Append Stream
An Append Stream in Timeplus is best understood as a streaming ClickHouse / Snowflake table that uses a columnar format, designed for high data ignest rates and huge data volumes, and optimized for streaming analytics workloads where frequent data mutations are uncommon.
Create Append Stream
CREATE STREAM [IF NOT EXISTS] <db.stream_name>
(
name1 [type1] [DEFAULT | ALIAS expr1] [COMMENT 'column_comment'] [compression_codec],
name2 [type2] [DEFAULT | ALIAS expr2] [COMMENT 'column_comment'] [compression_codec],
...
INDEX index_name1 expr1 TYPE type1(...) [GRANULARITY value1],
INDEX index_name2 expr2 TYPE type2(...) [GRANULARITY value1],
...
)
ORDER BY <expression>
[PARTITION BY <expression>]
[PRIMARY KEY <expression>]
[TTL expr
[DELETE | TO DISK 'xxx' | TO VOLUME 'xxx' [, ...] ]
[WHERE conditions]
]
COMMENT '<stream-comment>'
SETTINGS
shards=<num_of_shards>,
replication_factor=<replication_factor>,
mode=['append'|'changelog_kv'|'versioned_kv'],
version_column=<version_column>,
storage_type=['hybrid'|'streaming'|'inmemory'],
logstore_codec=['lz4'|'zstd'|'none'],
logstore_retention_bytes=<retention_bytes>,
logstore_retention_ms=<retention_ms>,
placement_policies='<placement_policies>',
shared_disk='<shared_disk>',
ingest_mode=['async'|'sync'],
ack=['quorum'|'local'|'none'],
ingest_batch_max_bytes=<batch_bytes>,
ingest_batch_timeout_ms=<batch_timeout>,
fetch_threads=<remote_fetch_threads>,
flush_threshold_count=<batch_flush_rows>,
flush_threshold_ms=<batch_flush_timeout>,
flush_threshold_bytes=<batch_flush_size>,
merge_with_ttl_timeout=<timeout_in_seconds>;
Storage Architecture
Each shard in a Append Stream has dural storage, consisting of:
- Write-Ahead Log (WAL), powered by NativeLog. Enabling incremental processing.

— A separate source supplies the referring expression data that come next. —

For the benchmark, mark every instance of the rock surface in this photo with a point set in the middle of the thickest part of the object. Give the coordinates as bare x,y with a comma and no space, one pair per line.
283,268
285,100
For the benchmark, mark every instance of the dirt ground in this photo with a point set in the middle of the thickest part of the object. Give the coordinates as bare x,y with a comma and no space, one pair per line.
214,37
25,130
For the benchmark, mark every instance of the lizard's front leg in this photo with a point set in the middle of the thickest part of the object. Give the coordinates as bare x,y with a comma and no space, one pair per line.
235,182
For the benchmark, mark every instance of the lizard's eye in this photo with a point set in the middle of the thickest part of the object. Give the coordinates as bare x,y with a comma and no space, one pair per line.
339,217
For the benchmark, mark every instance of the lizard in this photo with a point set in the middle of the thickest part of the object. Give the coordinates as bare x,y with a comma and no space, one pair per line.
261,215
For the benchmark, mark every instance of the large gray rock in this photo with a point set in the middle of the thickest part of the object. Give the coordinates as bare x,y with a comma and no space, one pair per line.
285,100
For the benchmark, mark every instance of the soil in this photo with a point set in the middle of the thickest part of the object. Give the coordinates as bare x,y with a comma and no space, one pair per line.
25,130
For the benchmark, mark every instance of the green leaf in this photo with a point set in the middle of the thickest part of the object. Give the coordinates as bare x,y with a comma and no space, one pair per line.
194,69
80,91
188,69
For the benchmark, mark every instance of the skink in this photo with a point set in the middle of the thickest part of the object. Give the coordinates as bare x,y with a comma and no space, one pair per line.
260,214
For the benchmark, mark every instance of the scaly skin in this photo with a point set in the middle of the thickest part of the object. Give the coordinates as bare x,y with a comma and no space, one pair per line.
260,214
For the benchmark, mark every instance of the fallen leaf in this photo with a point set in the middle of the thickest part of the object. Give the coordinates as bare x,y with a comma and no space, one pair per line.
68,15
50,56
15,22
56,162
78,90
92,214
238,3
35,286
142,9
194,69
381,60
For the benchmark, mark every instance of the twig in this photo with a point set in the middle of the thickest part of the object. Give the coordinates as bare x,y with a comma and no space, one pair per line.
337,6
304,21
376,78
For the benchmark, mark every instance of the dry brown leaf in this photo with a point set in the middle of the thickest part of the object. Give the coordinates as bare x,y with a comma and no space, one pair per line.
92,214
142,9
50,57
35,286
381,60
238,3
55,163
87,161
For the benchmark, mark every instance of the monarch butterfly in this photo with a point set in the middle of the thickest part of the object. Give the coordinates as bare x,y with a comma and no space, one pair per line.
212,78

- Historical store, powered by high performant columnar data store.
Data is first ingested into the WAL, and then asynchronously committed to the historical columnar store in large batches.
The Append Stream settings allow fine-tuning of both storage layers to balance performance, durability, and efficiency.
Default Values
The column description can specify a default value expression in the form of DEFAULT expr, or ALIAS expr. Example: urldomain string DEFAULT domain(url).

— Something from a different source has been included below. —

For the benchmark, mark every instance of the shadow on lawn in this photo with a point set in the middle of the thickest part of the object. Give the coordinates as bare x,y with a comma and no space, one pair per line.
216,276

The expression expr is optional. If it is omitted, the column type must be specified explicitly and the default value will be 0 for numeric columns, '' (the empty string) for string columns, [] (the empty array) for array columns, 1970-01-01 for date columns, or null for nullable columns.
The column type of a default value column can be omitted in which case it is inferred from expr's type. For example the type of column event_date DEFAULT to_date(event_time) will be date.
If both a data type and a default value expression are specified, an implicit type casting function inserted which converts the expression to the specified type. Example: hits uint32 DEFAULT 0 is internally represented as hits uint32 DEFAULT to_uint32(0).
A default value expression expr may reference arbitrary table columns and constants. Timeplus checks that changes of the stream structure do not introduce loops in the expression calculation. For INSERT, it checks that expressions are resolvable – that all columns they can be calculated from have been passed.
DEFAULT expr
If the value of such a column is not specified in an INSERT query, it is computed from expr.
CREATE STRAM test
(
id uint64,
updated_at datetime DEFAULT now(),
updated_at_date date DEFAULT to_date(updated_at)
)
ORDER BY id;
INSERT INTO test (id) VALUES (1);
SELECT * FROM table(test);
┌─id─┬──────────updated_at─┬─updated_at_date─┐
│ 1 │ 2025-09-19 07:06:46 │ 2025-09-19 │
└────┴─────────────────────┴─────────────────┘
ALIAS expr
Calculated columns (synonym). Column of this type are not stored in the table and it is not possible to INSERT values into them.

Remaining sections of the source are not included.